The app has more than 10,000 installs. The launch started in Finland, and it is now expanding throughout Europe, China, and the U.S.
Ben-Yehuda knew the importance of a musical education while growing up in Israel.
“When I was about four years old, I was taken to a violin teacher to start music lessons, but it was a disaster,” he said. “The teacher played the violin for me. But you know the violin can be quite sad. I just cried and cried and went out and decided to leave. But when I was six, I started playing drums. My parents directed me to the piano, but I felt the drums were my thing. They put me in a conservatorium.”
He continued to study music and other things through high school, and he decided he wanted to be a doctor. He went to medical school and became a doctor. But then he dropped everything to do music again. He switched fields and became a music teacher.
After 20 years of teaching, he was inspired to create Big Ear Games. He decided to use his knowledge, skills, and passion to create something that would bring fun music education all over the world. While music teachers serve serious students well, they don’t necessarily succeed in getting enough students interested in the first place. It has high hurdles, and could benefit from more simplicity, Ben-Yehuda believed.

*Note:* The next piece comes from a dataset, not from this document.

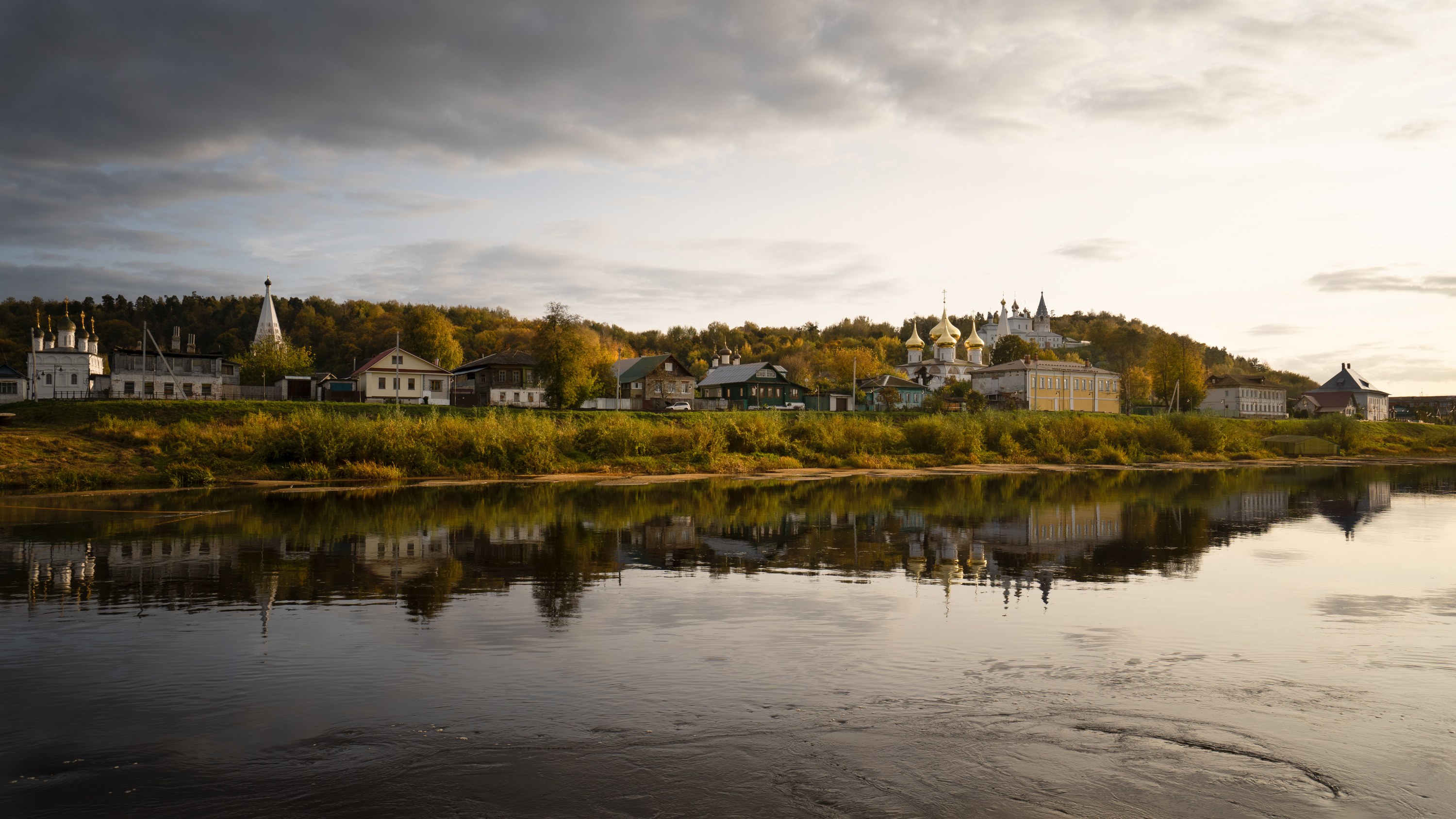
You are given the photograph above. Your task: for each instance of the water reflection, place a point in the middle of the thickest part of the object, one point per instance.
(423, 547)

“I thought that we had to try to make music a bit more available to people in general because so many people think that they can’t play an instrument,” Ben-Yehuda said. “Today you have computers to make music. You have apps to make music like GarageBand from Apple, but they don’t give you the cues, how to do it right. These are great tools, but they miss something. And that’s where we thought of making something that can make people understand how music works. We want to encourage them to play around with it and to try out things and to compose it.”

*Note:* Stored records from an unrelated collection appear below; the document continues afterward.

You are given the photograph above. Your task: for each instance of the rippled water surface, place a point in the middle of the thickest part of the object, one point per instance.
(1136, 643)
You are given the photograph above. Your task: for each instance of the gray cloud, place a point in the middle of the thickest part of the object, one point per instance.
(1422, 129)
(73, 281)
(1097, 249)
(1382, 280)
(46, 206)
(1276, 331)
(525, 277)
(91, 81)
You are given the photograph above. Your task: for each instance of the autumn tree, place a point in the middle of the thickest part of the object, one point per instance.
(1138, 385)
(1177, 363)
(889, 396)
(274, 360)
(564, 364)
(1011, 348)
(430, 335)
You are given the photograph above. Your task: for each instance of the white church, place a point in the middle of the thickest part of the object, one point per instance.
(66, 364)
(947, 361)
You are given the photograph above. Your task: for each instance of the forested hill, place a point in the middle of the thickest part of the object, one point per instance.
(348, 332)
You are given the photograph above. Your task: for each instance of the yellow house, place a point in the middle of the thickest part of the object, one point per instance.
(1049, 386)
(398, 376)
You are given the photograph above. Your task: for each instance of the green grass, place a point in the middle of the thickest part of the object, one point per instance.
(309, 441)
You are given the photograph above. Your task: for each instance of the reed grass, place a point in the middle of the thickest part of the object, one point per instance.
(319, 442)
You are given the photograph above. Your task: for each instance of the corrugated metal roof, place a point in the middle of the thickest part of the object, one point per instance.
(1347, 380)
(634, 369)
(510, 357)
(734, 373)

In 2017, Ben-Yehuda started his company with support from the Finnish government. He found coders to help implement the ideas. They found backers like Peter Vesterbacka, former marketing chief for Angry Birds maker Rovio. They created an app that was kind of a puzzle game and platform game put together, where users had to solve puzzles to progress. The team has four members.

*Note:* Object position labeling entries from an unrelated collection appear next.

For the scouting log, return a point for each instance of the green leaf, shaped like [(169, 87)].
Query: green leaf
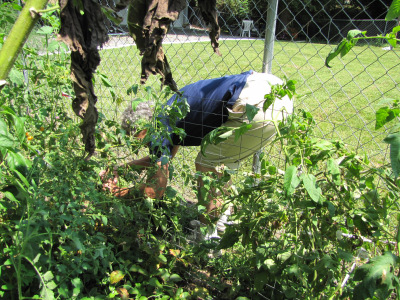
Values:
[(133, 89), (394, 11), (291, 180), (353, 33), (241, 130), (345, 46), (175, 278), (136, 102), (393, 140), (385, 115), (138, 269), (111, 15), (269, 99), (48, 276), (6, 142), (251, 111), (335, 52), (116, 276), (154, 282), (230, 238), (260, 279), (215, 137), (53, 46), (310, 184), (376, 275), (16, 77), (334, 169)]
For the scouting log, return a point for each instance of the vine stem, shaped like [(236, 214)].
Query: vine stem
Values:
[(18, 36)]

“When we took it to the schools here in Helsinki to just test with kids, we knew that the kids were gamers already, or mobile gamers at least,” he said. “We went there and we saw the feedback was great. Not only from the kids but also from the teachers who said it’s was a very creative thing.”
How it works
Tthe idea is to encourage digital music-making, or simply develop and deepen one’s music appreciation skills. The app also develops computational thinking, which is vital in modern society.
With the app, you can listen to popular songs, based on genres that you like such as rap or rock. Then you use the app to build simplified versions of them. You can get one part of the song down and then you can unlock other parts of the game to proceed. So you can learn about music. The game comes with cute characters who teach you the different parts, like bass guitars or drumming.
“You can interact with it in a very simple way,” he said. “So you can mute or unmute instruments in a song. You can hear different combinations. You can hear only the drummer with the lead guitar or whatever.”
If you make a mistake, the character will get you to go back and try it again. Once you complete the different modes, you can unlock the composer mode, which is like a simplified GarageBand.
“You can go in there, create your own version of the song, and change whatever you want,” Ben-Yehuda said. “Maybe you want to change an instrument you don’t like the lead guitar, you can put a piano in there with a few clicks. You can do that with a popular song, or do it on your own from scratch. In this way, it is like user-generated content, like in Minecraft.”
Then you can share it. The good thing is that most of this can be consumed on a mobile device and shared digitally.
“You don’t have to have the instrument with you,” Ben-Yehuda said. “It’s more based on computer music or sequencer. Even our puzzles are actually like a sequence.”